James MacDonald Justifies Use of Vulgar Language
In his posts, MacDonald uses the hashtag #JRgossipslut, calls Roys “JuLiar,” and lists Bible verses about harlots and whores to defend his use of sexual terms to warn against evil.
On Tuesday, MacDonald tweeted: “So grateful to be healthy and happy in the Lord to where I can finally wade into the filth from JuLIE Roys. … Gosh she is just filthy with gossip as fact and at very best half the story.” He accuses fellow leaders of not exposing the work of “non-journalist” Roys, whom he claims is “NOT a christian.”
On his website, MacDonald details her supposed bias and “deception,” saying Roys didn’t adequately report on his previous acts of repentance. He also takes issue with various financial dealings, including an audit. After listing other detractors and enemies (including people who support Roys), MacDonald focuses squarely on Roys, saying she “works for … ‘the father of lies’” and is “the single catalyst for all this destruction.”
MacDonald says he’s “brokenhearted” to unleash on Roys, calling his posts “extreme action borne of extreme circumstance.” But he adds that he doesn’t believe she “is saved or due any Christian courtesy” and tells readers to “stay tuned” for more posts about her.
Tirade Against Julie Roys Isn’t Winning MacDonald Any Fans
Julie Roys responds to each accusation by citing her previous reporting. “MacDonald’s claim about my failure to report his September 2014 [repentance] statement is not true,” she writes, pointing to her original World magazine exposé. She also walks through financial details that MacDonald disputes.
Roys describes responses to the tirades as “overwhelmingly negative.” Comments on social media express dismay—and concern—about MacDonald’s attitude and language. “I don’t understand what’s happened to you, but it’s been very sad to watch,” one Twitter user writes. “You have to stop this madness.” Another tweets, “I don’t presume to know you, but your social media presence indicates you are unwell.”
Other people say MacDonald’s approach is unbiblical. “Not only is this…textbook gaslighting,” someone tweets, “but it is beyond foolish to think it squares with the Scriptures.” Another writes, “Not even Joseph used such language when he could have when [Potiphar’s] wife falsely accused and imprisoned him. Brother, please leave this off the social media…. This is not Christian conflict resolution.”
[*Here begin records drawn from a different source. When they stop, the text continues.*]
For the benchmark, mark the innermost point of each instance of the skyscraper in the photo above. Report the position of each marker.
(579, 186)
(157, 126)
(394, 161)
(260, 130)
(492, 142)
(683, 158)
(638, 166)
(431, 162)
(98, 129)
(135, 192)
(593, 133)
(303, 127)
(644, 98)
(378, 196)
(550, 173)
Based on reactions so far, MacDonald’s attack campaign seems to be backfiring. “With how hard you are trying to discredit @reachjulieroys with your hateful rhetoric,” someone tweets, it “tells me there is more truth in her article [than] what she’s reporting on.” Another writes, “We don’t need the contextual framework or the clarifying minutiae. Faux-tough guy intimidating tweets like this are the smoking gun that MacDonald is more in the wrong than [Roys].”